Hydrochloorthiazide is een zogenoemde plastablet die de bloeddruk verlaagt doordat er meer zouten in de urine komen en daardoor meer vocht wordt uitgeplast. Een bijwerking van deze plastabletten is een daling van het kalium-gehalte in je bloed. Ook het magnesiumgehalte in je bloed kan dalen. Een tekort aan kalium kan hartkloppingen, vermoeidheid, spierkrampen of slappe spieren veroorzaken. Magnesiumtekort geeft de bekende klachten als misselijkheid, lusteloosheid, spierkrampen en vermoeidheid.
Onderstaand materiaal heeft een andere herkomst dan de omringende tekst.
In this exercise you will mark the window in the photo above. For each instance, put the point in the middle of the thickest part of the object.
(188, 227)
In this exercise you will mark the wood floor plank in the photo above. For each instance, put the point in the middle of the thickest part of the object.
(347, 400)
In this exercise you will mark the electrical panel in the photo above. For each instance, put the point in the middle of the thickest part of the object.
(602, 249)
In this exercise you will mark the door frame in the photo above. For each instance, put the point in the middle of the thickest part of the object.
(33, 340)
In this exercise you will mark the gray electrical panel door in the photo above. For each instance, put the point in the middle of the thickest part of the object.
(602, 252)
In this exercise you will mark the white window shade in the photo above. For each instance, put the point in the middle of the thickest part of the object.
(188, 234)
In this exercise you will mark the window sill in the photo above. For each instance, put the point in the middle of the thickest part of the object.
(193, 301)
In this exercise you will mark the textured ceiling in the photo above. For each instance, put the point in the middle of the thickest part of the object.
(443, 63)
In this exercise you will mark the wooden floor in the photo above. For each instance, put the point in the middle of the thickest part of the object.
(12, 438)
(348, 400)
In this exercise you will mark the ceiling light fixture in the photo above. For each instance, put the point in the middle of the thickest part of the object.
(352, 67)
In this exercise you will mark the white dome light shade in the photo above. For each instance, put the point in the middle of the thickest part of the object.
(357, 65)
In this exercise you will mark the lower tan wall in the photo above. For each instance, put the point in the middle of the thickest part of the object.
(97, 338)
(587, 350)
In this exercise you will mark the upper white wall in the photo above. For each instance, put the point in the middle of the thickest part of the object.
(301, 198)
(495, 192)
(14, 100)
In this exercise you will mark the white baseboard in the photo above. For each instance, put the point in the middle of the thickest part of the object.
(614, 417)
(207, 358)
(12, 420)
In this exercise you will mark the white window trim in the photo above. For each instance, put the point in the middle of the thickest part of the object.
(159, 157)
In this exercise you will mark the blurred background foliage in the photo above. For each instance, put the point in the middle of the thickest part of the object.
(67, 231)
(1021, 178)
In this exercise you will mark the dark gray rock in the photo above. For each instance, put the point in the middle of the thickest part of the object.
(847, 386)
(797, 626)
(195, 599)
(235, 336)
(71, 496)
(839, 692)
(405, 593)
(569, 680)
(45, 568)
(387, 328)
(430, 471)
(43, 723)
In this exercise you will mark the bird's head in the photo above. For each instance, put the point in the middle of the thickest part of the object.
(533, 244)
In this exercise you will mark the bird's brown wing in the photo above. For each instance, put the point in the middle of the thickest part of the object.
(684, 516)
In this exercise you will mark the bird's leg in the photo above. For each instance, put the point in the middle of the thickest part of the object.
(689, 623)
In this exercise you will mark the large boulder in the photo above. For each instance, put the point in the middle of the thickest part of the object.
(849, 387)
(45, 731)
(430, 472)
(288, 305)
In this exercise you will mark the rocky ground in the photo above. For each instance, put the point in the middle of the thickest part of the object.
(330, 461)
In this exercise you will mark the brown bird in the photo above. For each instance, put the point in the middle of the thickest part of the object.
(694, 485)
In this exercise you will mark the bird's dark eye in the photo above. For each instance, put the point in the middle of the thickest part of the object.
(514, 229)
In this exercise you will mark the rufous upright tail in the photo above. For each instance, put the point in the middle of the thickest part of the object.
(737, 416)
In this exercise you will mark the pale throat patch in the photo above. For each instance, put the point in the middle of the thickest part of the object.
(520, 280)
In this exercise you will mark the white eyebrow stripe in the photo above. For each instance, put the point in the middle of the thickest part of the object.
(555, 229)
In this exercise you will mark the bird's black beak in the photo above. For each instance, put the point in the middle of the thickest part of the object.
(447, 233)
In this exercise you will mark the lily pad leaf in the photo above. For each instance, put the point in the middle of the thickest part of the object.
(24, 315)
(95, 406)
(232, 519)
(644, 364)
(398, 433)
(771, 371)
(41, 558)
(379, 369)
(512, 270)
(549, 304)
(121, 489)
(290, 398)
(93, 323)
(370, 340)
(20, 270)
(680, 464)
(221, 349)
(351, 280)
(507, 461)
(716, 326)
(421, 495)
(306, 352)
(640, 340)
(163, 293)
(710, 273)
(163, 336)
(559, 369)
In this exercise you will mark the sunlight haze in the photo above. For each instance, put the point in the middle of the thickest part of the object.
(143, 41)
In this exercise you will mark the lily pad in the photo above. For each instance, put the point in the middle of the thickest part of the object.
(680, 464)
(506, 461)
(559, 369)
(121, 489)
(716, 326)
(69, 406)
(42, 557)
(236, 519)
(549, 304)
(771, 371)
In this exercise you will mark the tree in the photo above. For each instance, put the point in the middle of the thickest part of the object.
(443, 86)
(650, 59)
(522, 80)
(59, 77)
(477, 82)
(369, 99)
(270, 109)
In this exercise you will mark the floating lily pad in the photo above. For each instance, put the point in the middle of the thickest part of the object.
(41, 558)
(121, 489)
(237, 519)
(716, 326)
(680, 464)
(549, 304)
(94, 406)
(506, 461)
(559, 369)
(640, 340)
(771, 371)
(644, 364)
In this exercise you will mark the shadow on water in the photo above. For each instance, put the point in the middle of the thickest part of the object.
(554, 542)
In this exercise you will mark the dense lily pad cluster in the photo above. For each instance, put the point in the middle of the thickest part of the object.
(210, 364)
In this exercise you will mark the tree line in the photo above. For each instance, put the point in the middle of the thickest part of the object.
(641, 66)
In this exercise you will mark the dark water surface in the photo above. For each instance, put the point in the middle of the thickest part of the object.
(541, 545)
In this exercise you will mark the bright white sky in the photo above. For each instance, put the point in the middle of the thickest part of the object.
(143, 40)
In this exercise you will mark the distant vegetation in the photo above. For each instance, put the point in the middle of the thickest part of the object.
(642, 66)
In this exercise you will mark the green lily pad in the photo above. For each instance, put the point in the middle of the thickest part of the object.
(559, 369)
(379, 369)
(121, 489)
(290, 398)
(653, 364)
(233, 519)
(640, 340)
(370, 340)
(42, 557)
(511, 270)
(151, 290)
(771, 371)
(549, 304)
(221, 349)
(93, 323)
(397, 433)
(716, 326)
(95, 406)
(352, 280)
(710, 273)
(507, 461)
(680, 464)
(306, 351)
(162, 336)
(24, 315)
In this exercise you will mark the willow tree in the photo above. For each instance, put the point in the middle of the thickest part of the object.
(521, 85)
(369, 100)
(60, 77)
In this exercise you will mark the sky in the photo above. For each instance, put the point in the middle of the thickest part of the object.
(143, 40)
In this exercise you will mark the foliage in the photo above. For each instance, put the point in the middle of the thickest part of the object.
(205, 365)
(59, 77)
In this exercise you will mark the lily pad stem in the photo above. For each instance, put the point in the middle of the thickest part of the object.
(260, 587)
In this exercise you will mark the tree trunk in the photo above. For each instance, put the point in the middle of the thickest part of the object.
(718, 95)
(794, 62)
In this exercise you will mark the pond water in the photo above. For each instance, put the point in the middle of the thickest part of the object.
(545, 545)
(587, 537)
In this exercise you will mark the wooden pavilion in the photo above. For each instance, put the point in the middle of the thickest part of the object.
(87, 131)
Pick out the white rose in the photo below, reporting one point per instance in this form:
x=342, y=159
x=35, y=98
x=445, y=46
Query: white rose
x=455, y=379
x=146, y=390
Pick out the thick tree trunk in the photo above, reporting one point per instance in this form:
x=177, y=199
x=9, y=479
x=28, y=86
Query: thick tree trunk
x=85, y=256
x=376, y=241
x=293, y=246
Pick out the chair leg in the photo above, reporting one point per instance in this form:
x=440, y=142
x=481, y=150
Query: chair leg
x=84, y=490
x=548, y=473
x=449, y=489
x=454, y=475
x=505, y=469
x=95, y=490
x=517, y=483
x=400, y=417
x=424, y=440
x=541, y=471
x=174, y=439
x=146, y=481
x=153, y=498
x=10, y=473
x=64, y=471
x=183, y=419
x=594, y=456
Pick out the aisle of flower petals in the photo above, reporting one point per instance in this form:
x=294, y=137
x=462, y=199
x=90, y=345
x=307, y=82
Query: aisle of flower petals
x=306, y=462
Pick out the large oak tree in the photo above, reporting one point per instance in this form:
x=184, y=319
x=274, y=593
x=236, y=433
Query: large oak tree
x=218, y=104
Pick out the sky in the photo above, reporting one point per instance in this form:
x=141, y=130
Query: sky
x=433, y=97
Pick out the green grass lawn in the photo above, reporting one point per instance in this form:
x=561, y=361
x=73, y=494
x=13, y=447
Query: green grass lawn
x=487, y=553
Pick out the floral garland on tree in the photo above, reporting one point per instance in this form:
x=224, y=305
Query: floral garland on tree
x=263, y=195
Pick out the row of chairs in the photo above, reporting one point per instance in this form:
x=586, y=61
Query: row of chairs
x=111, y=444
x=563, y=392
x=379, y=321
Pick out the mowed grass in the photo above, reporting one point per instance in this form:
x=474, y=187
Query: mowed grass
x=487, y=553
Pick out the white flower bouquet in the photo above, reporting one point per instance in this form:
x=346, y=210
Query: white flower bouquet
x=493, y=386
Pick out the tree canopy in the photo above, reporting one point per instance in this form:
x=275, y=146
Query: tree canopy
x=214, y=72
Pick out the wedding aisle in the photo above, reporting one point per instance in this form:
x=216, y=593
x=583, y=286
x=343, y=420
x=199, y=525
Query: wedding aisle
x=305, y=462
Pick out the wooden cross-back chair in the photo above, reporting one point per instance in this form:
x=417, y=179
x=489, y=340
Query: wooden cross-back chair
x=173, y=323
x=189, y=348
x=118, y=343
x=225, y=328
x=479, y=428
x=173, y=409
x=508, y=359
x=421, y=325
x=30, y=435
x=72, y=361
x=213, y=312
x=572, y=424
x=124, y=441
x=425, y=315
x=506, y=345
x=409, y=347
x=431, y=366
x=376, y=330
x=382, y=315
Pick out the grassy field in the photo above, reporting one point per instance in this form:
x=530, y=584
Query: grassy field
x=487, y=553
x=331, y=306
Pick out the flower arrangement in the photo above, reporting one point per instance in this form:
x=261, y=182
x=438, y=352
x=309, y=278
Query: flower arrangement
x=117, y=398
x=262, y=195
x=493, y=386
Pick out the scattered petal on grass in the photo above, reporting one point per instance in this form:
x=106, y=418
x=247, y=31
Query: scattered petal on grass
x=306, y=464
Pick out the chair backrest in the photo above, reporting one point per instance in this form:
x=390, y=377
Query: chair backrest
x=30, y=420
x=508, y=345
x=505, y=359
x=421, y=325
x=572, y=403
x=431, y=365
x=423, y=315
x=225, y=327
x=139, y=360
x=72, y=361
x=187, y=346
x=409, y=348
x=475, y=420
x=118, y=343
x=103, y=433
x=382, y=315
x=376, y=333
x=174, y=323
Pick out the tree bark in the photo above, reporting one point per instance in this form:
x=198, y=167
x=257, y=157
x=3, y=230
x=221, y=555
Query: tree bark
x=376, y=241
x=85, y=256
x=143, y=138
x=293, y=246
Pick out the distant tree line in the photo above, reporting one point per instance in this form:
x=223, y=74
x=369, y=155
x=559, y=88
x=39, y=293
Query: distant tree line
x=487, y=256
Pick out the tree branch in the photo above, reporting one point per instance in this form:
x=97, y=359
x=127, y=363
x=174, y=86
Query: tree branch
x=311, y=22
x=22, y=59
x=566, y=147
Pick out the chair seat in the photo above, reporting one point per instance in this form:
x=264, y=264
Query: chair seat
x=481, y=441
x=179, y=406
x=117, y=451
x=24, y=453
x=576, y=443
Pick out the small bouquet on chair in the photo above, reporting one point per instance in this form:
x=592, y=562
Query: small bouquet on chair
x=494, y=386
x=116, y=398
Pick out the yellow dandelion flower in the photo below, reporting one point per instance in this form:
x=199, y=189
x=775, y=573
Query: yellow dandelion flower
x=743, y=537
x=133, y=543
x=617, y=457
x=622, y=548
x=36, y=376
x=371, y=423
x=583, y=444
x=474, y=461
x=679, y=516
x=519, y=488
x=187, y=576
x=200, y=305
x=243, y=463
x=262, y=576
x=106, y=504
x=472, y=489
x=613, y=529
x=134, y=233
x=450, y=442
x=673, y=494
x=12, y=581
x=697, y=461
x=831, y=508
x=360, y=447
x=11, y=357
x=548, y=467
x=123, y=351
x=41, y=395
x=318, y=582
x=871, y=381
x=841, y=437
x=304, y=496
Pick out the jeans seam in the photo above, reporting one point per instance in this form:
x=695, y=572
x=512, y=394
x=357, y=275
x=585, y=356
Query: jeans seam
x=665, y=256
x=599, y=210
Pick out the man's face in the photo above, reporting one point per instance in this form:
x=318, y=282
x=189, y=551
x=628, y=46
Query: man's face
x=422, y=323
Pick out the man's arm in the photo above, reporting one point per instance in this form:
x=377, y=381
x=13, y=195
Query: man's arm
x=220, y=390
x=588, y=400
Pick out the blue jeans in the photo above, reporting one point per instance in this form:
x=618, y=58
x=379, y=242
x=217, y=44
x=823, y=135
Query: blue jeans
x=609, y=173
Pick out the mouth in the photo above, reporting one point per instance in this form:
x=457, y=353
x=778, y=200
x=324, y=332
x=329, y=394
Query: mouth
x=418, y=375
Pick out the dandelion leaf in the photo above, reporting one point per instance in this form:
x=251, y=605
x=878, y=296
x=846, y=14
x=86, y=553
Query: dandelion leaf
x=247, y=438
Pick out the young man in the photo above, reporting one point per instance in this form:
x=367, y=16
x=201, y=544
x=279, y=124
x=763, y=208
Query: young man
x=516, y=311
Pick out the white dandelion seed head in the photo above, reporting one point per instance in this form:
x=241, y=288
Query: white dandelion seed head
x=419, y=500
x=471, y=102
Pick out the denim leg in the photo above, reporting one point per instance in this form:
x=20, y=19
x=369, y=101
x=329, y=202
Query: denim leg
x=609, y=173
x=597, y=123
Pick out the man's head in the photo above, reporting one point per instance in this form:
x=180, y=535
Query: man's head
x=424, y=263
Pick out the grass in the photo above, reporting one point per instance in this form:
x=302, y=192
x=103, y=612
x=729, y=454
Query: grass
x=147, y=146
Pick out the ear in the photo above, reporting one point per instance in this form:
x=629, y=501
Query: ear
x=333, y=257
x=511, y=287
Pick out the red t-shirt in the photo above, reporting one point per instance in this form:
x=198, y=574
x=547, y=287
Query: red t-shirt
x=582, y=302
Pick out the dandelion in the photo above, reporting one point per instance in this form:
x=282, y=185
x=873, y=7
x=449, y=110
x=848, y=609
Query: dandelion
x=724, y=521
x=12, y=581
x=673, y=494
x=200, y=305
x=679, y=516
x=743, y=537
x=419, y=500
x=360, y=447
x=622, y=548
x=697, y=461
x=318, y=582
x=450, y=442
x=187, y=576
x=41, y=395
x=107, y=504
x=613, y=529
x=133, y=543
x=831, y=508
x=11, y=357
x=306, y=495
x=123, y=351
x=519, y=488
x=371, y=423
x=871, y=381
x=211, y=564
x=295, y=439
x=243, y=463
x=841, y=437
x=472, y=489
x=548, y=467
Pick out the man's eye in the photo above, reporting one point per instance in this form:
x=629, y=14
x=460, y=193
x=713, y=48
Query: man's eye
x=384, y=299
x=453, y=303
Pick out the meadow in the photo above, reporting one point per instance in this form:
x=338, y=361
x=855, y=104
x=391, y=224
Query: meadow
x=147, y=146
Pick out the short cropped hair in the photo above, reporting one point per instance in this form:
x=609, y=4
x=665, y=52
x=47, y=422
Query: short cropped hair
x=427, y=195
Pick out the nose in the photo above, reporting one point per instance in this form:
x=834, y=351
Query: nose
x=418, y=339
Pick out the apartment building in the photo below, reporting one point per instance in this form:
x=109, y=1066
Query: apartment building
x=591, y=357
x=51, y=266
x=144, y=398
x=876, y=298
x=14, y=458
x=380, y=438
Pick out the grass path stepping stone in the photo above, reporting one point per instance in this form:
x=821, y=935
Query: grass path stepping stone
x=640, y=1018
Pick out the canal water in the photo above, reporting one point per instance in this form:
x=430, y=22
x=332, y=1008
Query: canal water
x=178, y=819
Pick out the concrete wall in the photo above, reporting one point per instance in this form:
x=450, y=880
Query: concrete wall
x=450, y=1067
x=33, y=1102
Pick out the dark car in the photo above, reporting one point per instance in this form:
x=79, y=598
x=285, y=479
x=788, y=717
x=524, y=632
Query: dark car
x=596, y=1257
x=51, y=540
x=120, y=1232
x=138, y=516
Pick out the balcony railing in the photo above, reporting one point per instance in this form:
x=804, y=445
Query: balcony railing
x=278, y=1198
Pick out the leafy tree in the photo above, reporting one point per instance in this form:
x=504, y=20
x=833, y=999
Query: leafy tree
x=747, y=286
Slik je Hydrochloorthiazide en ervaar je dit soort klachten? Dan is het tijd je arts te bellen.
Slik je corticosteroïden?
Prednison en prednisolon zijn corticosteroïden die ontstekingen in je lichaam helpen onderdrukken. Een bijwerking van deze hormonen kan botontkalking zijn, want dit soort middelen remmen de aanmaak van bot. Daar komt bij dat je darmen minder calcium opnemen én je nieren juist meer calcium verwijderen. Bovendien neemt je lichaam minder kalium op. Dat laatste kan voor tekorten zorgen, zeker als je tegelijkertijd plastabletten gebruikt.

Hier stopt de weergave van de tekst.